Gender Integration in Climate Change and Agricultural Policies: The Case of Nepal
Abstract
Gender integration across national policy processes is critical to ensure effective implementation of climate change adaptation interventions in agriculture. This is especially so for countries like Nepal, where climate vulnerability and women participation in agriculture is high, accompanied by gender gaps in access to information, technologies, markets, and labor burden. To do this, it becomes necessary to address the inter-related issues of gender, agriculture, and climate change instead of looking at them in isolation. This study, therefore, highlights policy gaps to suggest a set of recommendations for improving gender responsiveness at policy level in Nepal. It presents the gender gaps that women face in agriculture, based on data collected from five districts of the country.
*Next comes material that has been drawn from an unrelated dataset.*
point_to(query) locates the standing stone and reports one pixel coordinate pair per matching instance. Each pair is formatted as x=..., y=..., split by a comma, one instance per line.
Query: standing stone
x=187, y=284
Subsequently, using the concept of gender-agriculture-climate change nexus, it analyses 20 government policies and related documents of Nepal based on a set of five indicators. The policy analysis elucidates the level of gender integration in agriculture and climate change policies in the country. Eleven of the 15 agriculture related documents acknowledge the need to focus on women farmers, with nine of them also defining provisions for women-related issues in agriculture. Two of the five climate change policies merely acknowledge gender issues related to climate change. However, only two of the 20 policy documents recognize the need to address gender, climate change, and agricultural issues in coherence. Accordingly, the paper proposes a framework highlighting key points to make policy process and implementation plans in the agriculture sector more gender responsive in Nepal, focusing on the development and promotion of gender responsive Climate-Smart Agriculture technologies and practices. It suggests measures to increase access of assets and services to women farmers, improve their capacity to participate in decision making across levels, and promote transformative changes at both local and policy level.